Would someone please explain how the computed value is arrived at in exhibit 6 on page 296 in cfai text volume 5?

Got it. Work backwards from right to left. The short term rates how are they computed.?will they be given in the exam?

yup, you are not required to calculate the rates… Although it is nice if you understand where they came from. It really is not that complicated.

Tell me how.

Exhibit 12 and 13. Pg 305-306 how are the short term rates arrived. adding 35 bps to values in exhibit 11 doesn’t give same values as shown.

i dont have the book infront of me but i think i know what you are talking about you do not add 35 bps to the values in the tree you add them to the spot rates, and then you build a new tree and…if you have an understanding of how a tree is built, you will see that simply adding 35 bps to the spot rates is not the same as adding them to the tree now regarding how a tree is build, i hope you can try to figure it out on your own.
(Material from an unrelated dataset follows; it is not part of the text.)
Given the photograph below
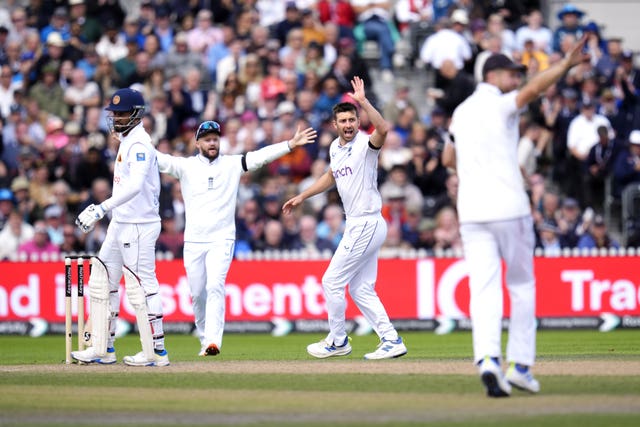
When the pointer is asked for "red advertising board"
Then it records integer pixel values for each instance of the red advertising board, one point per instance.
(410, 289)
Just cause even though it is an easy concept, it is just bitchy to explain. Do you have Schweser? Schweser explains it well, if not send me your email, I will send you the few pages out of Schweser that explain it. Not a major copyright violation…

I think Schweser does a better job on this reading

Have schweser. Which page

188 fixed income

guys check out this paper on BDT model written by the one of the founders of this model- Emanuel Derman http://www.ederman.com/new/docs/faj-one_factor_model.pdf to get an intuitive understanding I found this paper a very short and crisp read

^ thanks i always wants to see that

Thanks gulfcfa and factor hedge

sorry to necro this thread but how do you solve practice question 1? page 297, volume 5. They don’t give you coupon rate… and what do you do with volatility? I understand it changes the rates but do we ever use 10% or 20% on our calculations?

Its based on the hypothetical issue on pg. 290: Coupon 5.2%. So using the tree on pg. 297, work back and find the value of the bond, which turns out be different than par (which is where the bond is currently assumed to be trading). In other words, this example is illustrating the impact of our volitility assumptions in valuing bonds with interest rate trees.

ahhh ok. i was totally confused as t hw they got the coupon rate. oops. It didn’t help that the practice question 2 right underneat told you the coupon rate right away so I thought i just missed where they told me it was 5.2 Guess it was a few pages back.